David Croom-Johnson, Managing Director — AEGIS London.

There’s an old joke about the underwriting room of the future. It will have an underwriter, a computer and a dog. Why a dog? To keep the underwriter away from the computer.

I re-told this joke at the Underwriter CEO panel at this week’s Insider London conference, not in the expectation of raising a big laugh, but because like all jokes it contains a kernel of truth – namely the market’s ambivalence about the use of technology.

I think we all know that change is needed, even if we can’t agree on what and how.

The impact of the efficiency drive begun by Lloyd’s performance management director (Jon Hancock and lent weight by its new CEO John Neal’s vision have highlighted the obvious – we have to be profitable. And the changes that have been introduced have delivered a change in tone.

In 2018, the market started with plans to grow 10% and ended up at minus 3%. This is not a massive change, but it has lowered expectations and plans will not be as bullish this year. The reality is that if market players can’t turn a poor portfolio around, then more people will be out of a job.  We’ve been too protective of people and classes and that’s something that has to change.
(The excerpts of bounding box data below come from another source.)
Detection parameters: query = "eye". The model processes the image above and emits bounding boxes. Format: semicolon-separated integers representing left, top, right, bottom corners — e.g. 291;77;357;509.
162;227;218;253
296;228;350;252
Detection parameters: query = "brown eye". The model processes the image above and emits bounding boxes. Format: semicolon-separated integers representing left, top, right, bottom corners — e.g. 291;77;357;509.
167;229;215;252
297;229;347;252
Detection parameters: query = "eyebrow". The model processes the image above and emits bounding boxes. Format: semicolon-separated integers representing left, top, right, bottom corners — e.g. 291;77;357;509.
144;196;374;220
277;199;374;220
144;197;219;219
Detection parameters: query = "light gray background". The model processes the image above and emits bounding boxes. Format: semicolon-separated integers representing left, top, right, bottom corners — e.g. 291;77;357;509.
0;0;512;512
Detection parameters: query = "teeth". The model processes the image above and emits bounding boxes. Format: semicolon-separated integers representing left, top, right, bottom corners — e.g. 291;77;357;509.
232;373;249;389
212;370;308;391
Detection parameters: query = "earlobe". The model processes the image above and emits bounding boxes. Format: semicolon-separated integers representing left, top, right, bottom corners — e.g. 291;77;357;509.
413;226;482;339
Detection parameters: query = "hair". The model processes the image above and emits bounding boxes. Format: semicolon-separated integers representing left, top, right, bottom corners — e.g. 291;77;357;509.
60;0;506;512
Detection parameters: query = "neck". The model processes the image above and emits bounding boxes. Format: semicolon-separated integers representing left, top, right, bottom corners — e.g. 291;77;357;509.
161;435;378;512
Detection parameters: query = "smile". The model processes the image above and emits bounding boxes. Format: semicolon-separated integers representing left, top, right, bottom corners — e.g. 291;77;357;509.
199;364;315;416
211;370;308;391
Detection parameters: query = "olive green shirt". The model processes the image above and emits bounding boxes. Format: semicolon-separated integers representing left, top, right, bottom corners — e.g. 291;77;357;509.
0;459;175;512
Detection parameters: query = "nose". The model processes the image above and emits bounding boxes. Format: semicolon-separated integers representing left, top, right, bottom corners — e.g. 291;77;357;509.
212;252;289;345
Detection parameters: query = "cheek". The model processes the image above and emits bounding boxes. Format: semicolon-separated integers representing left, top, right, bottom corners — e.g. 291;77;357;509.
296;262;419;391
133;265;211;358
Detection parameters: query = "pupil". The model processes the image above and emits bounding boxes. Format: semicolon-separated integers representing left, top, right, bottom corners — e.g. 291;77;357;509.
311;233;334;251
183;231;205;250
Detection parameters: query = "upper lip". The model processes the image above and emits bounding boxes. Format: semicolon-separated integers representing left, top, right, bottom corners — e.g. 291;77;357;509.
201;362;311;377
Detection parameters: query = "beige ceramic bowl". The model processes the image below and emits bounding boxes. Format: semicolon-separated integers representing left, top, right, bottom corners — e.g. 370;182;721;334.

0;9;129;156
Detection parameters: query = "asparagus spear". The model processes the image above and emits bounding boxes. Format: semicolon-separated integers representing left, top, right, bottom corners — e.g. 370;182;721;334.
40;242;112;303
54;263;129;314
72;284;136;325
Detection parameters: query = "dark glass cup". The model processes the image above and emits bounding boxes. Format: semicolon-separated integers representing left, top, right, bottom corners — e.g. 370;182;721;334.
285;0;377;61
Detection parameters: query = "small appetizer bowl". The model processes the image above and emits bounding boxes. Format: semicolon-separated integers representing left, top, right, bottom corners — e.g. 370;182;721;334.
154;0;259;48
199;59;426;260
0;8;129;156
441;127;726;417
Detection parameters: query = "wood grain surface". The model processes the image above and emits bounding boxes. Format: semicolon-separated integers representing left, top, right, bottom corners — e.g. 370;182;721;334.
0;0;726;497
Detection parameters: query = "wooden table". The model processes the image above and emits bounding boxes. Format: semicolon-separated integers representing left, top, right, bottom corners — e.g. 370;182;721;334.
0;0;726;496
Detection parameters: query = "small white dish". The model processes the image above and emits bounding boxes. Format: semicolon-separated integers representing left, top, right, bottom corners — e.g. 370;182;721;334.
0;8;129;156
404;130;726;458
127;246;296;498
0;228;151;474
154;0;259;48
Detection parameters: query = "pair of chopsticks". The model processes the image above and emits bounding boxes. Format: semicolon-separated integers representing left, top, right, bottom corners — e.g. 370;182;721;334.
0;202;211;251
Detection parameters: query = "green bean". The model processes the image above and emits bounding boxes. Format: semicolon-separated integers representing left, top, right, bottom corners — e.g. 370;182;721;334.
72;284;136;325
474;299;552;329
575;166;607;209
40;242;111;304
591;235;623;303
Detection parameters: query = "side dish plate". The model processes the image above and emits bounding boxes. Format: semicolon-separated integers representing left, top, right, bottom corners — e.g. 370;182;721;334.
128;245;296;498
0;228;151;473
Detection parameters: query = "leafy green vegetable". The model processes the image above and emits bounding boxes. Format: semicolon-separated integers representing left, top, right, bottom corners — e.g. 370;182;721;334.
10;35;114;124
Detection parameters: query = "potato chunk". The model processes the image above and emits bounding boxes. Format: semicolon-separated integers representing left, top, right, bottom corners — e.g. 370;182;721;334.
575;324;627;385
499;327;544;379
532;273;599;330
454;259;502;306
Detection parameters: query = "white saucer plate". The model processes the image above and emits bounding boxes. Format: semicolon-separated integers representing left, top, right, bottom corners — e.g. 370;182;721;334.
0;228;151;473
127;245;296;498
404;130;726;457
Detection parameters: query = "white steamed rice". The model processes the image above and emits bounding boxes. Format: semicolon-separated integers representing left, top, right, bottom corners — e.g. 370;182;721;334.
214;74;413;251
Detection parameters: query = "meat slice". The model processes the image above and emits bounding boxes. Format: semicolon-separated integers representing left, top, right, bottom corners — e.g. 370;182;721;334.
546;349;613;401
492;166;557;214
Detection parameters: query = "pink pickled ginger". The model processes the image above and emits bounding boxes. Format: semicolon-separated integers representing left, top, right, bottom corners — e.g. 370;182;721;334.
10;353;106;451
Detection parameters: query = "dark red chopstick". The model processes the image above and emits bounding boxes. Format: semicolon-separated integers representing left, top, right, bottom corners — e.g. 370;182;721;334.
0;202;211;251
The future is data and analysis

I am frustrated when people talk about technology as disruptive. There’s no value in disruption for its own sake. It’s not about disruption, it’s about enabling.

AEGIS London’s digital platform OPAL enables access by customers from all around the world.

We have produced c.40,000 quotes in 18 months; bound 9,000 risks that we don’t touch. Average risk values are under $100k and premiums sub $10k – mostly deductible buy-backs in the SME arena.  We will add more products and this strategic development project  gives us energy, hope and optimism. We are doing this ourselves – enabling from within, rather than disrupting or being disrupted.

If we look more broadly to technology initiatives within the market, I think we should be optimistic, and I include PPL within that. However market modernisation turns out, the key is the customer experience should be right and that the platform adds value.

Looking ahead, I can see company platforms morphing into hubs – like Trade Ed for example. AEGIS London will react with our pricing if hubs reduce costs. We want to be efficient and improve the customer experience.

Underwriters will be different

The rise of technology is going to change how we work. The underwriting room will be smaller in ten years, but it will still be there! There will always be a need for face-to-face discussions and a rapid answer.

But we also want underwriters out in the real world – finding seams of gold, portfolios of business that we can understand and write well. It will be about understanding the client better, using knowledge better.

We have been weak at harnessing the information and the talent that we’ve got. We’ve allowed the brokers to lead in this area. So, I welcome change – the march of the analysts, data scientists and the heady world of AI – it will help us do better to harness the skills and knowledge we have.

Ambivalence about technology, like every dog, has had its day.

 

David Croom-Johnson was speaking to the Insider London conference on 7 February 2019.